The simple network math

The one from frequent support questions "How quickly can I collect 10000 real email addresses?"

There is no a general answer by the following reasons:

The results of EmEx 3 work depends from your sources of search.

EmEx 3 processes given document and their links. If required information presents there, EmEx will extract it. But if the information absents, so there is not any chance to find and extract it. Perhaps, only one document will contains the required information, but it is real to collect this information from a thousands pages. So, everything depends only from you - how you will set up software, what will be indicated as a source of searching and is there the required information on mentioned source.

The speed of processing depends from your internet connection and your provider (ISP) internet channel.

The simple math and no more other complicated.

Suppose, that your a speed of connection is 512 Kb/s. It means you can download the files and documents with 64 Kb/s maximum speed, in theory. The average modern HTML page has weight till 150 Kb. So, you have to spend 2-3 seconds for such page download.

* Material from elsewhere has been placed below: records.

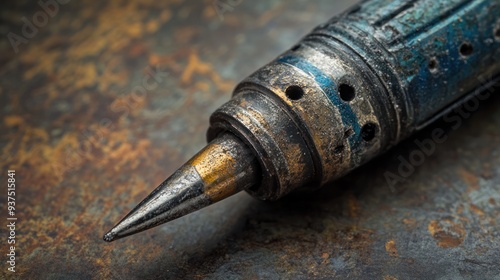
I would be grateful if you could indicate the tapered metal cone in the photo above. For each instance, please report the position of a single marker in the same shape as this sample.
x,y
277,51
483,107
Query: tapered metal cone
x,y
223,168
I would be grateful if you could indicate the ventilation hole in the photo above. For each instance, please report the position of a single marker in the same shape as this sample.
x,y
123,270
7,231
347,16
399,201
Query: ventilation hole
x,y
296,47
294,92
466,49
338,149
433,65
368,131
347,92
348,133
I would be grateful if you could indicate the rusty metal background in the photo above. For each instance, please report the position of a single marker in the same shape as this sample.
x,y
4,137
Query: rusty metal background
x,y
90,129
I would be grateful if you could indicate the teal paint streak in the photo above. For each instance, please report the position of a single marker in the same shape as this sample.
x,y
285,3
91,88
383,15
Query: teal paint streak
x,y
349,118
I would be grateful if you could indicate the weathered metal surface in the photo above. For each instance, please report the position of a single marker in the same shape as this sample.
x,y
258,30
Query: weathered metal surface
x,y
87,144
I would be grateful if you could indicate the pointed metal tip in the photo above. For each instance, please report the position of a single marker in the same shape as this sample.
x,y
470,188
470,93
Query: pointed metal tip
x,y
221,169
110,236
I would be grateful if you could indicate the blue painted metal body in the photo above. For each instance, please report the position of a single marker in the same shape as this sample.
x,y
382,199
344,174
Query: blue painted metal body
x,y
428,54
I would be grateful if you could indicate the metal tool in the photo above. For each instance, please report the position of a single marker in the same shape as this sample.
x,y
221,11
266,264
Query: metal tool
x,y
351,89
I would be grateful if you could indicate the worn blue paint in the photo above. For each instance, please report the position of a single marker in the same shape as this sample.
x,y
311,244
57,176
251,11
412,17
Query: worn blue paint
x,y
417,31
329,87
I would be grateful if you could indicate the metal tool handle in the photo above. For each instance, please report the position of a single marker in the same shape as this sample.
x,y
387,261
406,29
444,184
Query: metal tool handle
x,y
429,54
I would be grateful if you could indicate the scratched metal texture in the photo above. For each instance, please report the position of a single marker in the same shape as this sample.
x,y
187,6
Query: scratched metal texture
x,y
89,139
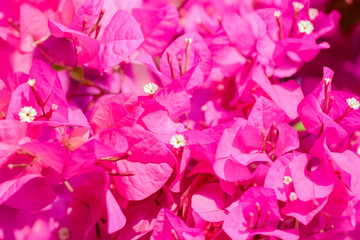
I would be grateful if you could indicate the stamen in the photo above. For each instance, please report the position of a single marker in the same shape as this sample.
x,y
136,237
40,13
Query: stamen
x,y
85,21
170,65
292,196
122,174
277,15
268,213
203,108
14,25
68,186
321,231
305,27
352,104
102,12
298,6
12,166
180,64
64,233
31,82
173,232
188,42
313,13
331,102
327,82
287,180
203,26
150,88
178,140
98,27
27,114
251,220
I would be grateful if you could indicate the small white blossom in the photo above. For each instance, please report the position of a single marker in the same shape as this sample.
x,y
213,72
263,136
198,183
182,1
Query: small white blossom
x,y
313,13
178,140
54,106
277,14
64,233
188,40
298,6
150,88
287,180
31,82
327,81
305,27
292,196
27,114
353,103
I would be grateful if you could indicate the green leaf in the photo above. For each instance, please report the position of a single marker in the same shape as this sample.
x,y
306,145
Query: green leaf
x,y
299,127
77,74
57,67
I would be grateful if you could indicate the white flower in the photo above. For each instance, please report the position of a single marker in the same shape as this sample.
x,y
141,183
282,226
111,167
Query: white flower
x,y
305,27
287,180
353,103
277,14
313,13
188,40
64,233
298,6
27,114
292,196
178,140
327,81
150,88
31,82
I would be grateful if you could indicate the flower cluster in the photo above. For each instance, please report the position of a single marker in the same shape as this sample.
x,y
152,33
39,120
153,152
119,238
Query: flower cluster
x,y
184,120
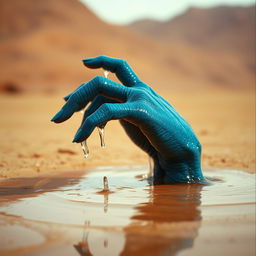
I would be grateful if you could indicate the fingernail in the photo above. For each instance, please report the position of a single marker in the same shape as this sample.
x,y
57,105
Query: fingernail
x,y
58,116
86,60
67,97
77,136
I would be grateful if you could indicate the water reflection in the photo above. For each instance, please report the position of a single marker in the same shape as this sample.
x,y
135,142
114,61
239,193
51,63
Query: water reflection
x,y
164,225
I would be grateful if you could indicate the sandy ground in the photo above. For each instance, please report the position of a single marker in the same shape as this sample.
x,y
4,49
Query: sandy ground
x,y
30,143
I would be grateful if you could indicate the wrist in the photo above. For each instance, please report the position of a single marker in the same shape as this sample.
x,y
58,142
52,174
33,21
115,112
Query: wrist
x,y
178,170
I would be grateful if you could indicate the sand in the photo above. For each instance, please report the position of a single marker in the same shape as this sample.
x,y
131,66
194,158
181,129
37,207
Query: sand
x,y
30,144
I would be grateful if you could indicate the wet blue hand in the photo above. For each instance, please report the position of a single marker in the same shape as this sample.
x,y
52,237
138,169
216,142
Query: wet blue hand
x,y
149,120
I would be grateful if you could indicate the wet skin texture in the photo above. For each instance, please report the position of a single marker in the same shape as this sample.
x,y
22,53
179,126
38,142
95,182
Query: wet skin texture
x,y
150,121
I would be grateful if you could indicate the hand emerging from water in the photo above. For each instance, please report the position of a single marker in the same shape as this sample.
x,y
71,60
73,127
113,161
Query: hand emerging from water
x,y
149,120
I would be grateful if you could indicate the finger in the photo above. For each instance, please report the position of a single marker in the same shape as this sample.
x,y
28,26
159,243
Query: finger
x,y
118,66
68,96
81,97
103,114
96,103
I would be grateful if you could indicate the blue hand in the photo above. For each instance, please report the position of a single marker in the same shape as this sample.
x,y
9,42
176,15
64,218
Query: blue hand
x,y
150,121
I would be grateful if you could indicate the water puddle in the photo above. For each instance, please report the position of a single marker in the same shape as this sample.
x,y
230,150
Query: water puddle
x,y
74,214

If we run 10 streams at one time, we can not get the speed more 64 Kb/s, because it is a limitation of our channel.
Keep in mind our ideal conditions, we have average speed for one page processing - 2-3 seconds. So, for processing of 100 pages we will need to spend 200-300 seconds.

Take into account, server requires some time and outgoing traffic (~10-20%) to start transfer you the requested page. From time of page's request till start of download, it's necessary to send the information to the server (HTTP request) and receive the answer (HTTP headers). The transfer of the page to your desktop will start only after that.

But there are some other parameters: utilized capacity of the channel and speed of server's answers.

Finally, we get 200-300 seconds in the best case, and 500 and more seconds in reality with 512 Kb/s connection.

We provide different schemes to increase the speed of EmEx work. There is the distributed mode of scan, using proxy-servers, etc. Test, use, find the most optimal solutions for you.